On-line EC Storage architecture
Contains several modules Access: Data access layer , At the same time provide EC Encoding and decoding capabilities CM： Cluster management , The management node , disk , Volume and other resources , Also responsible for migration , Repair , equilibrium , Patrol mission , The same cluster supports different EC Coding modes coexist Allocator： Responsible for volume space allocation EC-Node： Stand alone storage engine , Responsible for the actual storage of data
Correction code write
1、 Streaming data collection 2、 Generate multiple data blocks for data slices , Calculate the check block at the same time 3、 Request storage volume 4、 Distribute data blocks or check blocks to each storage node concurrently Data is written in a simple way NRW agreement , Just ensure the minimum number of written copies , In this way, when the normalized node and network fail , The request will not block , Guarantee availability ; Data reception 、 segmentation 、 Check block coding adopts asynchronous pipeline mode , It also ensures high throughput and low delay .
Erasure code reading
Data reading also takes NRW Model , With k=m=2 Example of coding mode , Just read correctly 2 Block ( Whether it's a data block or a check block ), Fast RS Decode and calculate the original data and ; In addition, to improve availability and reduce latency ,Access Priority will be given to nearby or low load storage nodes EC-Node You can see , On-line EC combination NRW The protocol ensures the strong consistency of data , At the same time, it ensures high throughput and low delay , It is very suitable for big data business model .
Data Lake access acceleration
One of the significant benefits of data Lake architecture is cost savings , However, the memory computing separation architecture will also encounter bandwidth bottlenecks and performance challenges , Therefore, we also provide a series of Access Acceleration technologies ： The first is the multi-level cache capability ：
- First level cache ： Local cache , It is deployed on the same machine as the computing node , Support metadata and data caching , Memory support 、PMem、NVme、HDD Different types of media , It is characterized by low access delay , But less capacity
- Second level cache ： Distributed cache , The number of copies is flexible , Provide location awareness , Support user / bucket / Active preheating and passive caching at the object level , The data obsolescence policy can also be configured
The multi-level cache strategy has a good acceleration effect in our machine learning training scenario
In addition, the storage data layer also supports predicate push down , It can significantly reduce a large amount of data flow between storage and computing nodes , Reduce resource overhead and improve computing performance ;
There is still a lot of detailed work to accelerate the data Lake , We are also in the process of continuous improvement
at present CBFS-2.x Version is open source , Support online EC、 Lake acceleration 、 Multi protocol access and other key features 3.0 The version is expected on 2021 year 10 In open source ; follow-up CBFS Will increase the stock HDFS The cluster is mounted directly （ No data relocation ）, Cold and hot data, intelligent layering and other characteristics , To support big data and AI Under the original structure, the stock data smoothly enters the lake .

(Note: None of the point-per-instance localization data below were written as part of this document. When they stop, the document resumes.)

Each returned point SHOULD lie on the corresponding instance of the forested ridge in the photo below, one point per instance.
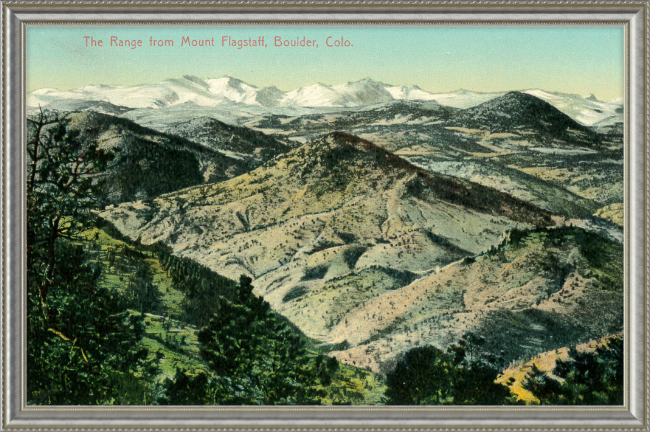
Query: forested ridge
(114, 322)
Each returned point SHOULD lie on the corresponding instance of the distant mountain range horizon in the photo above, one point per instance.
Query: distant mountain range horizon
(229, 92)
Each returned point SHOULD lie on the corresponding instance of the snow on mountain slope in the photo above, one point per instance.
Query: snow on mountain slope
(411, 92)
(229, 92)
(464, 98)
(315, 95)
(587, 111)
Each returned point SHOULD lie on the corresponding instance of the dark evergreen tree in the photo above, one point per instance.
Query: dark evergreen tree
(461, 376)
(593, 378)
(82, 344)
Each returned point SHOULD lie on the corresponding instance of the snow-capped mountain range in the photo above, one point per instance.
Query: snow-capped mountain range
(225, 91)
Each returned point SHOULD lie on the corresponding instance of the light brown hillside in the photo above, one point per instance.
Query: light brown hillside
(329, 228)
(525, 299)
(514, 376)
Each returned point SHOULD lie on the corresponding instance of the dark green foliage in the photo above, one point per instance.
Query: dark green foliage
(82, 344)
(259, 353)
(312, 273)
(142, 294)
(143, 169)
(185, 389)
(352, 255)
(460, 376)
(348, 238)
(294, 293)
(515, 111)
(594, 378)
(202, 287)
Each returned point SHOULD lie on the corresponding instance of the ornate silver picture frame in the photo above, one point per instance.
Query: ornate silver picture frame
(633, 17)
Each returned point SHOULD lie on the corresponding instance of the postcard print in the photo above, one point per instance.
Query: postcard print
(232, 215)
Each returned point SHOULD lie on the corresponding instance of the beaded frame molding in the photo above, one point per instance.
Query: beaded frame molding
(633, 15)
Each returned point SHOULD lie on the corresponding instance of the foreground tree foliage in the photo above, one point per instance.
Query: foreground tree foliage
(594, 378)
(460, 376)
(82, 344)
(256, 359)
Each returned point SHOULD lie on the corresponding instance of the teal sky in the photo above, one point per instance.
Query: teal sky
(580, 60)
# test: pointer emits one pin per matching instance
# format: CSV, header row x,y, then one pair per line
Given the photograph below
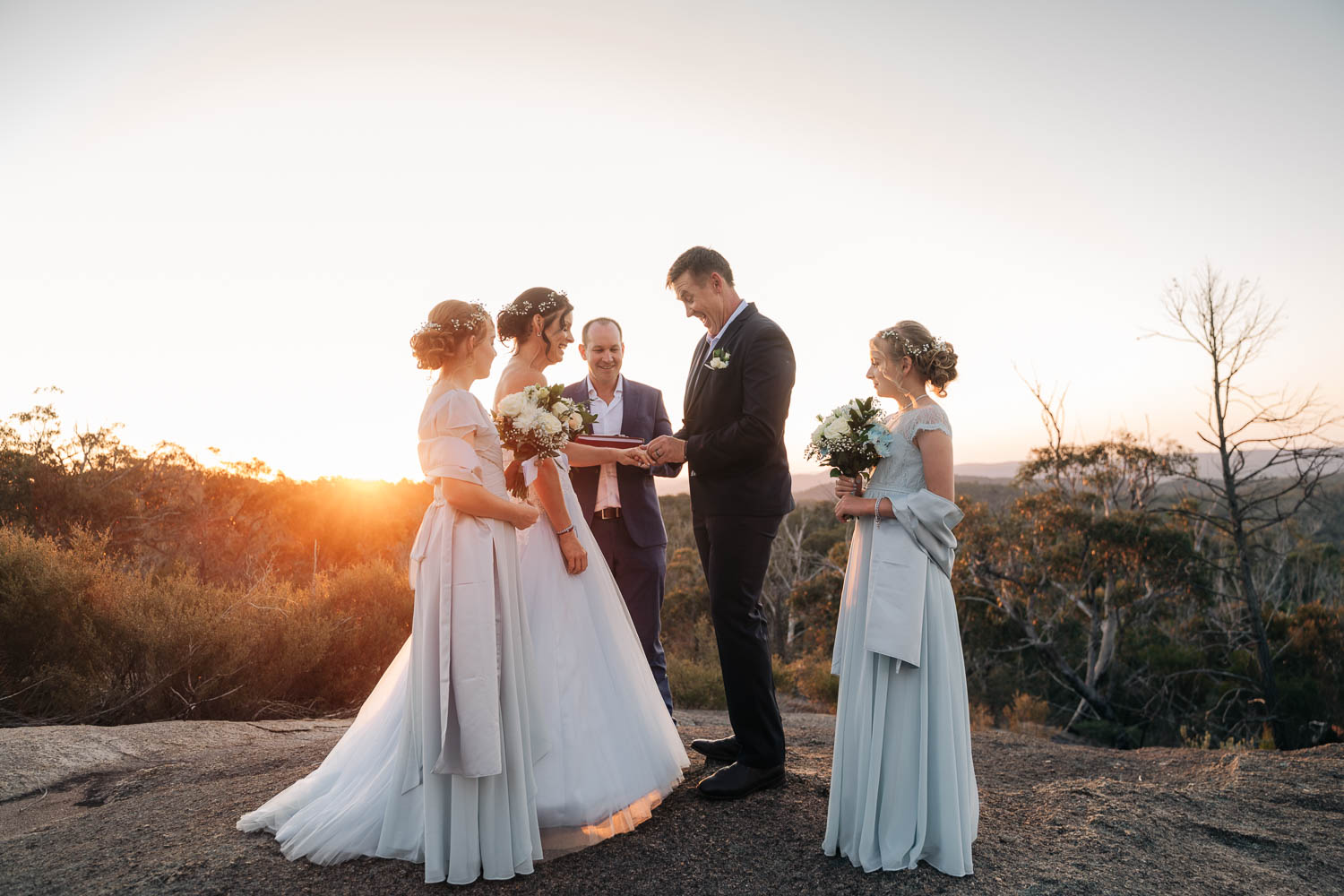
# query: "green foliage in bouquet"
x,y
851,440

Author's brief introduction ： Xiaochun OPPO Storage architect
Reprinted from Xiaochun, Link to the original text ：https://blog.csdn.net/weixin_59152315/article/details/119750978.

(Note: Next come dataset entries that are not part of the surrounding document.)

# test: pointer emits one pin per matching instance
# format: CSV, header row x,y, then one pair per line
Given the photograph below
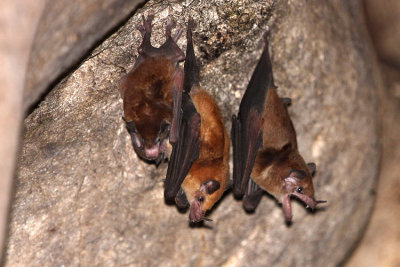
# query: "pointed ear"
x,y
210,186
131,126
312,168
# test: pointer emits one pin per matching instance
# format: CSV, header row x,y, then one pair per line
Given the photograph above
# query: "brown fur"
x,y
273,164
213,152
147,95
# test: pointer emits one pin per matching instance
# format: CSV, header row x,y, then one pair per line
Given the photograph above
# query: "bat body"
x,y
151,93
266,157
198,169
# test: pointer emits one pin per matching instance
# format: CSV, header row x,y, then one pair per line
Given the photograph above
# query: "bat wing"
x,y
246,127
185,150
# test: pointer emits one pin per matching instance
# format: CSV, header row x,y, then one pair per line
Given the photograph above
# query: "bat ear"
x,y
299,174
312,168
210,186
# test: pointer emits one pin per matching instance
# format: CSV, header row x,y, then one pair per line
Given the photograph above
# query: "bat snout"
x,y
152,152
196,214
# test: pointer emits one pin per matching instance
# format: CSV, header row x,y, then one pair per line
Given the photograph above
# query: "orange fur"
x,y
213,152
270,175
147,96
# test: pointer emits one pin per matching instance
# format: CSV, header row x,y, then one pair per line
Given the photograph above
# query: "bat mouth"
x,y
287,206
196,214
153,152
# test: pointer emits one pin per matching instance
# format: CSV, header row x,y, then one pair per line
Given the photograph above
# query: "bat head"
x,y
201,202
152,142
298,183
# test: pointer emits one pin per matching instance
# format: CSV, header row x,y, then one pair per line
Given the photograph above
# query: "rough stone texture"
x,y
381,244
68,29
384,25
21,17
84,198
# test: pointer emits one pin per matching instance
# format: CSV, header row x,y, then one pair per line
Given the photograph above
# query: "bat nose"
x,y
152,152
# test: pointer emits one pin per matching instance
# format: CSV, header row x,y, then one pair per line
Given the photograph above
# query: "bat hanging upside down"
x,y
151,94
197,173
265,146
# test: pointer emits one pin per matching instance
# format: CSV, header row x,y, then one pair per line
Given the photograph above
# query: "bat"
x,y
151,94
265,153
197,174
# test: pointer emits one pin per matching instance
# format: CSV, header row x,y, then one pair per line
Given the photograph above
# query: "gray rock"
x,y
69,29
84,198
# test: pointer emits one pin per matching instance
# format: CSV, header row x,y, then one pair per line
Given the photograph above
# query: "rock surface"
x,y
84,198
68,29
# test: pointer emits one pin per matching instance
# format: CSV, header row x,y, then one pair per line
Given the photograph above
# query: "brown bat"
x,y
151,93
197,173
265,146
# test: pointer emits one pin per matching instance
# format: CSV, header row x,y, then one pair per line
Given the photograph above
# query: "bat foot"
x,y
146,26
168,33
287,101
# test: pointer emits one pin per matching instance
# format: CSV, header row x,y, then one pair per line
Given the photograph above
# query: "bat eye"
x,y
300,190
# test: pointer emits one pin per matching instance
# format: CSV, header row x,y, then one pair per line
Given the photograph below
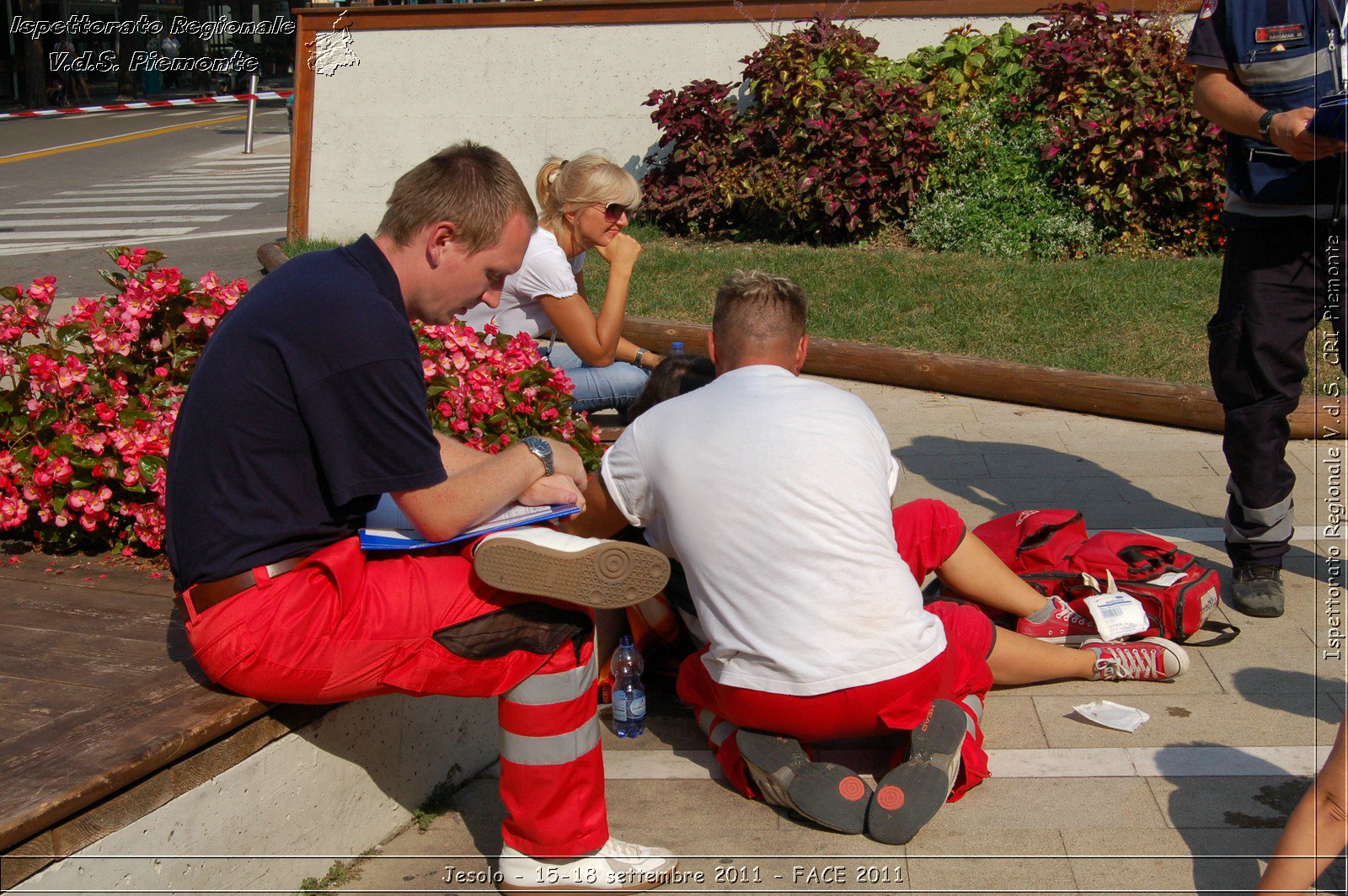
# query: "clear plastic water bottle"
x,y
629,693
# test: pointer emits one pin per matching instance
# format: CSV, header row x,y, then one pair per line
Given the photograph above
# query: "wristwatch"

本文为[From big data to artificial intelligence]所创，转载请带上原文链接，感谢
- DVWA之暴力破解(Brute Force)Low--＞high
- raised exception class EAccexxViolation with ‘Access violation at address 45EFD5 in module 出错
- Unity_ Code mode add binding button click event
- Detailed explanation of C language knowledge points -- first knowledge of C language 
- Explain TCP's three handshakes in detail
- Outsourcing for four years, abandoned
QT interface optimization: QT border removal and form rounding
What is the effect of Zhongfu Jinshi wealth class 29800? Walk with professional investors to make investment easier
Swift：Entry of program、Swift调用OC、@_silgen_name 、 OC 调用Swift、dynamic、String、Substring
QT Detailed explanation of pro file
Set up an AI team in the game world and start the super parametric multi-agent "chaos fight"

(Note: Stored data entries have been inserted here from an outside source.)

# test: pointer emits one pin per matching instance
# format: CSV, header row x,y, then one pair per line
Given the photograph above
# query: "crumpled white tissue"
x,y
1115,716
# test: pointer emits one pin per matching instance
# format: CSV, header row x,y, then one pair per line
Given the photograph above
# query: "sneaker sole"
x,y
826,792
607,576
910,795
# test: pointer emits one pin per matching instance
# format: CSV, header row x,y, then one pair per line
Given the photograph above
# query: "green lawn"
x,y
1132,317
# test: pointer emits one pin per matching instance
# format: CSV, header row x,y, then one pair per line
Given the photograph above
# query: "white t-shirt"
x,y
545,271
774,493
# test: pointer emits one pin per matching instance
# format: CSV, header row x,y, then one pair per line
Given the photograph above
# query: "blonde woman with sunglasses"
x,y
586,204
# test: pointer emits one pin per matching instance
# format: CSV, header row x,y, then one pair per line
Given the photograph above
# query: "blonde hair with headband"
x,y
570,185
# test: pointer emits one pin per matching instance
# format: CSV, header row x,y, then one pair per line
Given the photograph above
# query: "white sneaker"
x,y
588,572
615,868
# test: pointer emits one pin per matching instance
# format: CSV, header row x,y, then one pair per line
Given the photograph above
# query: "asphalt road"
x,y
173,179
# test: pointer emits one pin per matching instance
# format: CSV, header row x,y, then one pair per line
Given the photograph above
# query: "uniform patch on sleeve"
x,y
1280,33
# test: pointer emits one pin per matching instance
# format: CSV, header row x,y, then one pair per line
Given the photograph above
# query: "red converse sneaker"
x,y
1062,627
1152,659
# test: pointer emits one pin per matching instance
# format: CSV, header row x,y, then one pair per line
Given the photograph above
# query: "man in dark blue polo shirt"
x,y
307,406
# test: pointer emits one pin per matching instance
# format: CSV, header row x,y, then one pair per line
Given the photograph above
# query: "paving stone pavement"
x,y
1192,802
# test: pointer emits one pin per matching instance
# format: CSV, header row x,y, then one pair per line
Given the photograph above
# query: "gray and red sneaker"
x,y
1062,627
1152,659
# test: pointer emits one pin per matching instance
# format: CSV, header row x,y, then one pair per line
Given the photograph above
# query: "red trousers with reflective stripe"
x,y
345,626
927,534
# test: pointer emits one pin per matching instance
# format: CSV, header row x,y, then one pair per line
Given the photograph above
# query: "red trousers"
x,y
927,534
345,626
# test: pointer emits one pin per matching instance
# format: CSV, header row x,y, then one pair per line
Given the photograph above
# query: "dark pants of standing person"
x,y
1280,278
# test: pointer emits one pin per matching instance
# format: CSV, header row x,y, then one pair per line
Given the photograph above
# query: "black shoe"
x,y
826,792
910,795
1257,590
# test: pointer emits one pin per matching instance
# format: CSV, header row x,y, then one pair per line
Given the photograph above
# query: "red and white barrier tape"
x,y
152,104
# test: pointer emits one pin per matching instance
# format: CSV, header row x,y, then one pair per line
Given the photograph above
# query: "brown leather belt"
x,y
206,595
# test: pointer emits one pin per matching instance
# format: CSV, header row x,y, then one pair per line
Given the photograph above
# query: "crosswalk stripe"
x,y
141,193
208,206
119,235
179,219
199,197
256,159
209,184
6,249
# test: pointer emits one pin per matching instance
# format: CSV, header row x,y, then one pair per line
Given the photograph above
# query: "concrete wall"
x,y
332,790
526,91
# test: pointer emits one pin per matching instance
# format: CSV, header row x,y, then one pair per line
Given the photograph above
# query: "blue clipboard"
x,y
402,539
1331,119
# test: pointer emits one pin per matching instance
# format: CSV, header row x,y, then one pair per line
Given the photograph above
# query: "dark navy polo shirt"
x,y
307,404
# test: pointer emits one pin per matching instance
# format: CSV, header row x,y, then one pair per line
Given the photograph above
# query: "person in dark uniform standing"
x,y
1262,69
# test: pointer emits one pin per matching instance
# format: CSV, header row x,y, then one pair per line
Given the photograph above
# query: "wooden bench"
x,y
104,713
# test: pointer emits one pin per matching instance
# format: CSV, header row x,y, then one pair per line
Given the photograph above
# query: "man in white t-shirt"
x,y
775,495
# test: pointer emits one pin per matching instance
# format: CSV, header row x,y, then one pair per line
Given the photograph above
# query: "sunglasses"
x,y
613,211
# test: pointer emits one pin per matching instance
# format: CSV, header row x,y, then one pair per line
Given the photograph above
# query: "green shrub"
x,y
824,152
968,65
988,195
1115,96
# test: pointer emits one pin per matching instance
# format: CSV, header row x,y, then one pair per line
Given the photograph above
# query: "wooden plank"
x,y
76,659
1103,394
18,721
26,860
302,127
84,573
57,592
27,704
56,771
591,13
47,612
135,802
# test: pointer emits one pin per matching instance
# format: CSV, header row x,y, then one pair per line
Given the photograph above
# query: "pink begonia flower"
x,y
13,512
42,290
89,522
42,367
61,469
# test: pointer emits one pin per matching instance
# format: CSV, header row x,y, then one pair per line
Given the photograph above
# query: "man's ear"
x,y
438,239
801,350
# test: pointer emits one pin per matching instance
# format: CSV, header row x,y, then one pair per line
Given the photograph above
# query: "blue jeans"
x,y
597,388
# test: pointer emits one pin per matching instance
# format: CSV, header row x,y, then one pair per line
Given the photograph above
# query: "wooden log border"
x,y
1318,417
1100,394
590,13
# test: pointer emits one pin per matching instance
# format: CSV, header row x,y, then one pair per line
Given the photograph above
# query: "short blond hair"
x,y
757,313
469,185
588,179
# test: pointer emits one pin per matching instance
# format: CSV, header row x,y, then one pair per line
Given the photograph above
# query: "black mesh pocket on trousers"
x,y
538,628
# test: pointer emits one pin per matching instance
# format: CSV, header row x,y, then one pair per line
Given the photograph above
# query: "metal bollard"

We reference My97DatePicker to realize the use of time plug-in
Leetcode162 - find peak - dichotomy - array
L'externalisation a duré quatre ans.
[jz46 translate numbers into strings]
select 同时接收普通数据 和 带外数据
分享 20 个不容错过的 ES6 的技巧
QT interface optimization: QT border removal and form rounding
Find daffodils - for loop practice
Explanation and example application of the principle of logistic regression in machine learning
First acquaintance with STL
How do I open the win10 startup folder?
Achievements in science and Technology (21)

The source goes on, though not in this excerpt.